C'est la présence électrique du baryton italien Leo Nucci dans un Nabucco désarçonnant d'humanité qui reste le moment fort de cette soirée. Jusqu'au moment de son blasphème, son Nabucco revêt une voix à l'autorité phénoménale, collant à l'arrogance du personnage. Puis, quand la folie le gagne, l'artiste plonge dans ses ressources émotionnelles pour se faire plus intime, plus intérieur. C'est alors que le baryton captive son public : dans un souffle de voix qui se perpétue jusqu'aux derniers rangs de l'arène, il chante sa détresse.

Qui donc affirme que les voix verdiennes n'existent plus ? Avec Paoletta Marrocu, le théâtre lyrique tient un cinglant démenti. De sa voix claire, puissante mais tout aussi capable d'offrir quelques pianissimi "caballiens", la soprano italienne s'empare crânement du terrible rôle d'Abigaïlle et se hisse au niveau de ses plus célèbres devancières. Se jouant des écueils de ce rôle assassin, elle imprime à son interprétation une fougue, une force de persuasion, une sensibilité qui n'est pas sans rappeler une certaine Abigaïlle que Maria Callas donnait à Rome en 1949. En symbiose totale avec l'esprit insufflé par Leo Nucci, Paoletta Marrocu se surpasse constamment. En lumineuse comédienne, elle seconde sa voix des gestes et des regards d'une actrice habitée.

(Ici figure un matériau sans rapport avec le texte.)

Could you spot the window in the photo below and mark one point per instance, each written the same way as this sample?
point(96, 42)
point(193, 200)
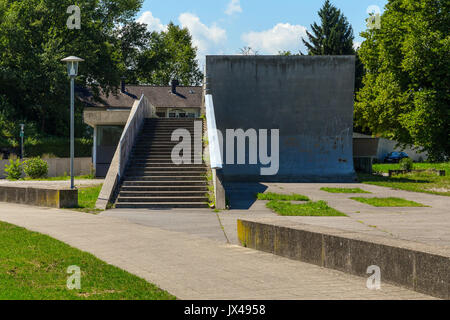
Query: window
point(109, 136)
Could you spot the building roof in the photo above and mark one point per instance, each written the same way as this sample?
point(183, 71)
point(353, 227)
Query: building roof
point(160, 97)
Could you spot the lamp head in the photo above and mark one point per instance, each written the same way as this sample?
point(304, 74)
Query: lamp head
point(72, 65)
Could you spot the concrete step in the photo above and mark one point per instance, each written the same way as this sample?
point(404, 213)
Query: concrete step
point(162, 205)
point(152, 194)
point(179, 183)
point(162, 199)
point(161, 169)
point(154, 154)
point(165, 178)
point(164, 173)
point(167, 164)
point(180, 189)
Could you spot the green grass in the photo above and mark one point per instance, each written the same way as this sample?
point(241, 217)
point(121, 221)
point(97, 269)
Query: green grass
point(417, 166)
point(87, 197)
point(319, 208)
point(388, 202)
point(281, 197)
point(344, 190)
point(34, 267)
point(416, 182)
point(425, 182)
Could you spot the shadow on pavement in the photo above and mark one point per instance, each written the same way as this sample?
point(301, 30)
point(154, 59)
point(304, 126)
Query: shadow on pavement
point(242, 196)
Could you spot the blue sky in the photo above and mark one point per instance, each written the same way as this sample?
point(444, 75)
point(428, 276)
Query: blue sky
point(224, 26)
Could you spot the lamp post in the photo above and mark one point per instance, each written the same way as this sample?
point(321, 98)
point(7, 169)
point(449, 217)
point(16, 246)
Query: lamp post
point(72, 69)
point(22, 134)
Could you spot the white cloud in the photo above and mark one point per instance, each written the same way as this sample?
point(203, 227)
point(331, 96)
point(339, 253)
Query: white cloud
point(208, 40)
point(234, 7)
point(282, 37)
point(154, 24)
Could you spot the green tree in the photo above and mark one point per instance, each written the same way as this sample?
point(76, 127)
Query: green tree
point(405, 94)
point(34, 38)
point(170, 55)
point(334, 36)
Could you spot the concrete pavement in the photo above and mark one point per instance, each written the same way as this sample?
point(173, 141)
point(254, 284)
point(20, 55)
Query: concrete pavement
point(189, 264)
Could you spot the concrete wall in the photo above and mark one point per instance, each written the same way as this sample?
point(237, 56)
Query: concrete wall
point(57, 167)
point(309, 99)
point(416, 266)
point(42, 197)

Quelques jours plus tard, c'était Renato Bruson qui reprenait le flambeau laissé par Leo Nucci. Malheureusement, le baryton mythique de la scène lyrique a offert un spectacle vocal désolant. Usée, sa voix laisse apparaître un large et insupportable vibrato. Balançant les bras désespérément, marchant à grandes enjambées sur la scène, Renato Bruson tente de pallier ses carences par un jeu scénique qui tourne au ridicule. Episode navrant de la fin de carrière d'un chanteur qui dessert l'aura dont il a si pleinement joui jusqu'ici.